Crude palm oil prices have been volatile this year, rising and falling in alternating bouts amid speculation on demand prospects for the year. It has gained 2.4 per cent on the Bursa Malaysia Derivatives Exchange since the start of the year and is currently trading at 2,375 ringgit (approximately Rs 44,650) a tonne .

Rises 21%

But, on India’s MCX exchange, the price of the oil has shot up 21.2 per cent to Rs 50,550 a tonne. This significant differential is on account of the rupee’s 12.4 per cent decline against the dollar during the year. The Government’s decision to slap a 2.5 per cent import duty on the commodity at the start of the year — amid fears that a flood of cheap imports will hurt the domestic oilseed industry — have also pushed up rates at home.
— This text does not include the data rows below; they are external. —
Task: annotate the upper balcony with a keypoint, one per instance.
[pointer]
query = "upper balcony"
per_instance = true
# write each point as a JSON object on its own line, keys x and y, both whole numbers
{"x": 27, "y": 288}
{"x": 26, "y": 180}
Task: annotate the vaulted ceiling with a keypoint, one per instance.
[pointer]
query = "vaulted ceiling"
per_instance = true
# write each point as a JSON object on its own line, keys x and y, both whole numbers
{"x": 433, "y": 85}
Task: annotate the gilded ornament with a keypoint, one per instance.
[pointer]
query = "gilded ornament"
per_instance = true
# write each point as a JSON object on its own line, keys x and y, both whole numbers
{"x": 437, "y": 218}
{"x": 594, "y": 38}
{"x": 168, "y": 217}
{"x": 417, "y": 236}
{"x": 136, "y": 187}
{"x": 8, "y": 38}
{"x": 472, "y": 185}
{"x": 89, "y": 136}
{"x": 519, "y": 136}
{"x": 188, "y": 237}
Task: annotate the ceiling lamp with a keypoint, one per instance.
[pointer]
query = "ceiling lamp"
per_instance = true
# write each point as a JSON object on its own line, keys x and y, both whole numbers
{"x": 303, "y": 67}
The major reason for palm oil’s popularity in the country has been that it is substantially cheaper than other cooking oils. The country imported 8.5 million tonnes (mt) of palm oil in 2012-13, up 13.7 per cent from 2011-12 levels, according to the US Department of Agriculture.
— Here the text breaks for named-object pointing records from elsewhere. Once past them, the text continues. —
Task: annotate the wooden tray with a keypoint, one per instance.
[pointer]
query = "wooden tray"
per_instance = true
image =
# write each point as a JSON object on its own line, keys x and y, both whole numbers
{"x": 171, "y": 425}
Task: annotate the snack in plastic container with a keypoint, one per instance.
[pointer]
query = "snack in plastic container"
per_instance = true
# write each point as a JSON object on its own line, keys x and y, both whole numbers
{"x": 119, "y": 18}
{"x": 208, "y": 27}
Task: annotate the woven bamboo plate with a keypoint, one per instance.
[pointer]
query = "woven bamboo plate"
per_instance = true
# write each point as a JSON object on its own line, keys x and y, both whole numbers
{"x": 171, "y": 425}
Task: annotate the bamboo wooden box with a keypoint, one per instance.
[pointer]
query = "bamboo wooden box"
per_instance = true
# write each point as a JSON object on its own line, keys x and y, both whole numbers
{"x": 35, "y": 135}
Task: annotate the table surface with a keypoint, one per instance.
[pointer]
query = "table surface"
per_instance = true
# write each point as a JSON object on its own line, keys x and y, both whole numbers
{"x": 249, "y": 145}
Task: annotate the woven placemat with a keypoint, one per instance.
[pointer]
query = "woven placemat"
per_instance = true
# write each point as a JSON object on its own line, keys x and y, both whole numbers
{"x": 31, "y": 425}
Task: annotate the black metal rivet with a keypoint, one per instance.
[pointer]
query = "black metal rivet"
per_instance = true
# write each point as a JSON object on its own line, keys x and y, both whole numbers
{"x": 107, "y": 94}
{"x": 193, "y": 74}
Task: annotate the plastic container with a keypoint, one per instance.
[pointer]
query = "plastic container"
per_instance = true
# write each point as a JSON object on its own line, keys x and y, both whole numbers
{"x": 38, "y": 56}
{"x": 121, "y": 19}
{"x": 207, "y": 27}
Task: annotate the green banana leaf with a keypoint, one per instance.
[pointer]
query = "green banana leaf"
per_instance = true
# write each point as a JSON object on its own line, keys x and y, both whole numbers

But imports have been projected to rise at a slower pace of 5.9 per cent in 2013-14 by the US agricultural agency. With depreciation of the rupee to record levels against the dollar, the appetite for crude palm oil might drop. The sizeable differential in the rates at home vis-à-vis overseas markets might also see consumers favouring competing products such as soya oil.

Production outstrips demand

Global crude palm oil production stood at 55.31 mt in 2012-13, according to USDA data, up 6.6 per cent in comparison to the previous year. This resulted in a comfortable 3.2 per cent production surplus vis-à-vis global demand of 53.6 mt during the year. In 2013-14, output is expected to grow by 5 per cent to 58.08 mt, translating into an even larger 3.7 per cent buffer vis-à-vis expected demand of 56 mt.

Production expansion at a faster pace than demand growth will have a bearing on crude palm oil’s fortunes in the near-term. In particular, the peak period for crude palm oil production is the second half of the year, which implies that the impact of higher output will become more evident in the coming months.

Palm oil is the second-most produced oil in the world. Malaysia and Indonesia are the major producers, together accounting for 85 per cent of global output. Around 80 per cent of global crude palm oil production is exported and India, China and the European Union are the major importers. India produces just 0.5 mt of crude palm oil every year.